July 26th, 2020
Bipolar affective disorder (BPAD) is a mood disorder, and its symptoms overlap with a range of related diagnoses in the DSM-V. Within this group, Bipolar I disorder (BP I) and Bipolar II disorder (BP II) are the main diagnoses seen in clinical practice.
BP affects 1-2% of the general population with similar prevalence across all racial and gender groups. Within this prevalence statistic, BP I has been found to be slightly higher than BP II.
BPAD appears to carry a genetic component. However, a lack of complete concordance with monozygotic twins and development of unipolar depression rather than BPAD in relatives, suggests that environmental factors may influence disease development, including substance abuse.
Mania is characterized by elevated mood, exaggerated self-confidence, easy distractibility, disinhibited behaviour including reckless spending and indiscriminant hypersexuality, grandiose thinking, a history of sleeplessness – both insomnia and a lack of need for sleep and lasts at least 7 days. Hypomanic episodes present with similar features, but symptoms are not severe enough to warrant hospitalization, as is often the case in mania.
Depressive episodes in Bipolar disorder are characterized by low mood, anhedonia, thoughts of hopelessness or helplessness, guilt, low self-worth and suicidal thoughts. This occurs in both BP I and BP II and are of variable duration.
Mixed states are those in which the patient displays features of both mania and depression.
Bipolar disorder can be, but is not always associated with psychotic features. Features of psychosis include hallucinations, delusions, disorganized speech or behaviour.
Bipolar disorder is associated with increased suicidality. The rate of suicide has been found to be 10-30 times higher compared to the general population.
Bipolar disorder is associated with chronic ill health.

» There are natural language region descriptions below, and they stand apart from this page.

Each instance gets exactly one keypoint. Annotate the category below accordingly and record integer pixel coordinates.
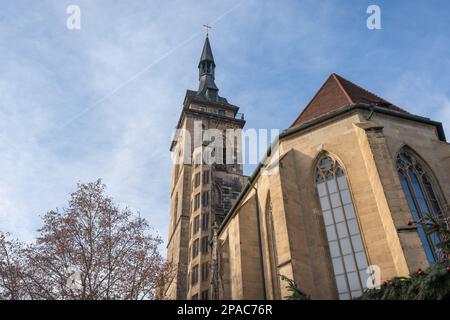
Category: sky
(103, 101)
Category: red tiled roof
(336, 93)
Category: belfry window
(420, 192)
(344, 238)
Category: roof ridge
(339, 77)
(312, 99)
(336, 78)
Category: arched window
(420, 192)
(344, 238)
(175, 213)
(271, 243)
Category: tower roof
(338, 92)
(207, 52)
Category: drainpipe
(258, 222)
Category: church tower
(206, 180)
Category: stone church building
(333, 196)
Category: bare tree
(11, 265)
(90, 250)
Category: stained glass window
(347, 252)
(422, 198)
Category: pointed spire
(207, 66)
(207, 52)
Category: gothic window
(196, 224)
(205, 271)
(205, 245)
(206, 177)
(271, 242)
(205, 221)
(197, 180)
(194, 276)
(341, 225)
(205, 199)
(175, 213)
(420, 192)
(197, 201)
(195, 248)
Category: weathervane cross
(207, 27)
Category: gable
(336, 93)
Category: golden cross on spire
(207, 27)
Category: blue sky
(101, 102)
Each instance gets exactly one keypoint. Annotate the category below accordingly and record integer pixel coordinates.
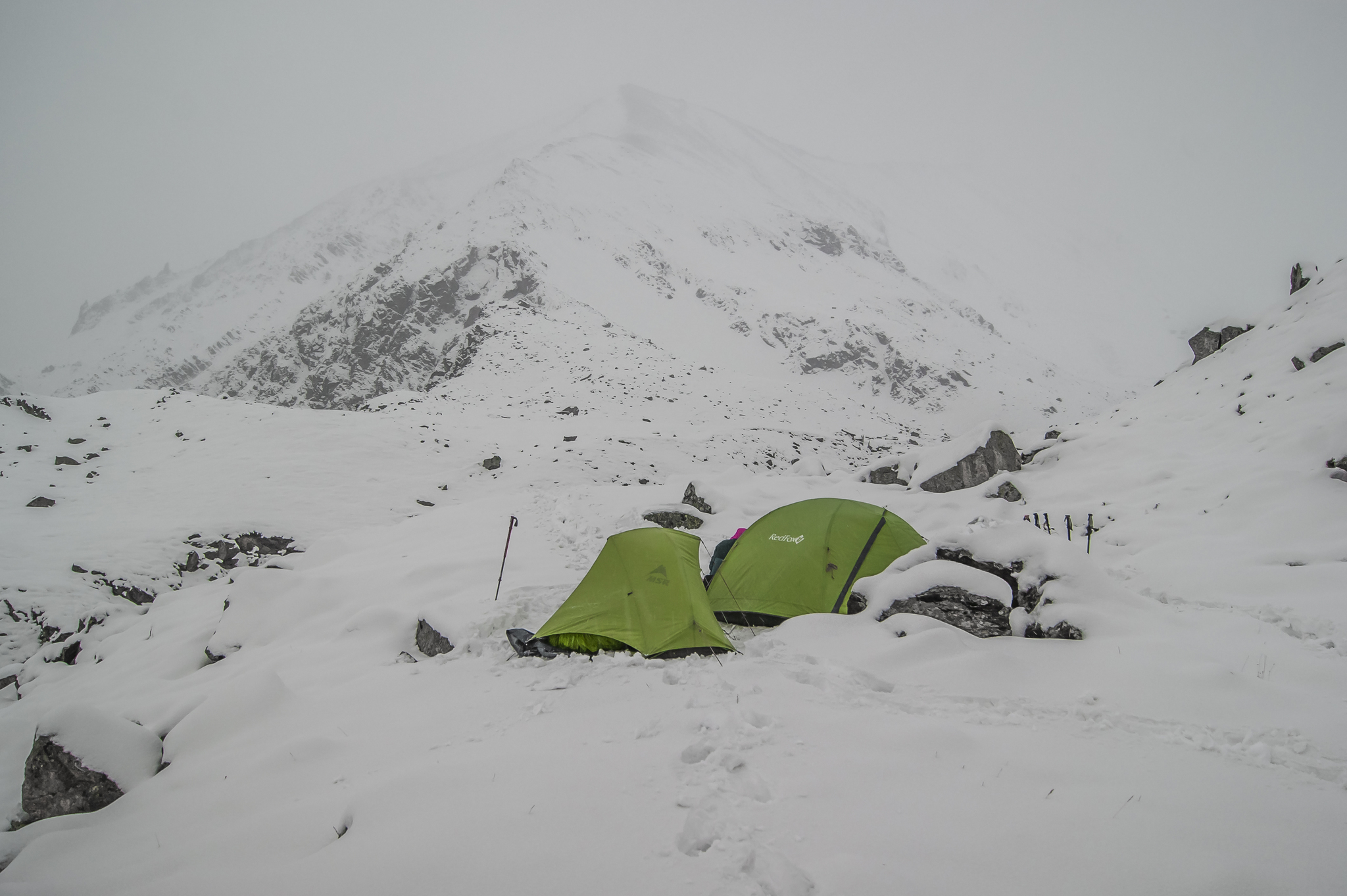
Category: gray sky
(1209, 135)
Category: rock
(1323, 350)
(257, 542)
(1298, 279)
(1210, 341)
(57, 784)
(84, 759)
(983, 465)
(672, 519)
(887, 477)
(1063, 630)
(974, 614)
(430, 642)
(693, 500)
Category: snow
(122, 749)
(903, 584)
(1194, 742)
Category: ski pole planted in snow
(514, 521)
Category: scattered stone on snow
(693, 500)
(1298, 279)
(983, 465)
(1210, 341)
(84, 759)
(672, 519)
(1323, 350)
(887, 477)
(974, 614)
(430, 642)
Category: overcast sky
(1212, 136)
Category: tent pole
(514, 521)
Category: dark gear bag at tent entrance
(644, 592)
(804, 557)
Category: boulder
(887, 477)
(974, 614)
(693, 500)
(998, 455)
(672, 519)
(1210, 341)
(84, 759)
(1298, 279)
(430, 642)
(1323, 350)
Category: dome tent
(644, 592)
(803, 559)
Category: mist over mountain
(643, 213)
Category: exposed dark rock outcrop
(33, 411)
(1298, 279)
(672, 519)
(974, 614)
(1210, 341)
(996, 456)
(887, 477)
(693, 500)
(430, 642)
(57, 784)
(1323, 350)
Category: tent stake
(514, 521)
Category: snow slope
(712, 240)
(1195, 740)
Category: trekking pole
(514, 521)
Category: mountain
(1198, 723)
(640, 213)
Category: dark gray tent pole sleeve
(856, 569)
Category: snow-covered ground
(1195, 740)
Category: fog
(1206, 139)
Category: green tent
(644, 592)
(803, 559)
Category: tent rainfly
(644, 592)
(803, 559)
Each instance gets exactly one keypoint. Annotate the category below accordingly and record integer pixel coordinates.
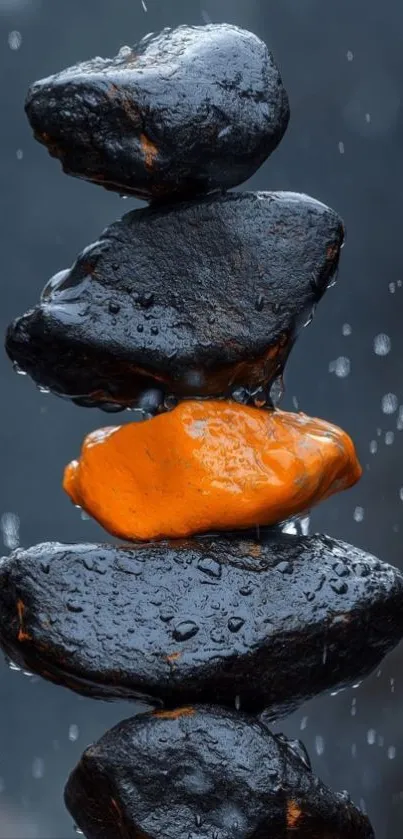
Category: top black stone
(187, 111)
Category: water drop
(371, 736)
(382, 344)
(170, 402)
(339, 587)
(10, 527)
(235, 624)
(259, 303)
(389, 403)
(14, 40)
(290, 527)
(73, 732)
(284, 567)
(38, 768)
(341, 367)
(210, 566)
(185, 630)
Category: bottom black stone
(206, 773)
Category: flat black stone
(204, 773)
(225, 619)
(186, 111)
(200, 298)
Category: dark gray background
(342, 64)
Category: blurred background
(342, 64)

Patients with bipolar disorder experience a greater reduction in life expectancy due to medical comorbidities compared to the general population.
Bipolar disorder is associated with multiple psychiatric conditions. These include drug, alcohol and substance abuse, anxiety disorders, attention deficit disorder (ADHD), post traumatic stress disorder (PTSD) and borderline personality disorder (BPD).
For patients who have already been diagnosed with Bipolar disorder and present with symptoms of psychiatric decompensation such as in mania or psychotic features, the most common culprits are medical non-compliance or concurrent drug use.
This is usually a period of milder mood disturbance consisting of episodic mood changes including mood lability, anxiety, depression and subthreshold manic symptoms. These precedes the first presentation of BPAD and are strong indicators of future BPAD development. A prodromal period may also precede a relapse.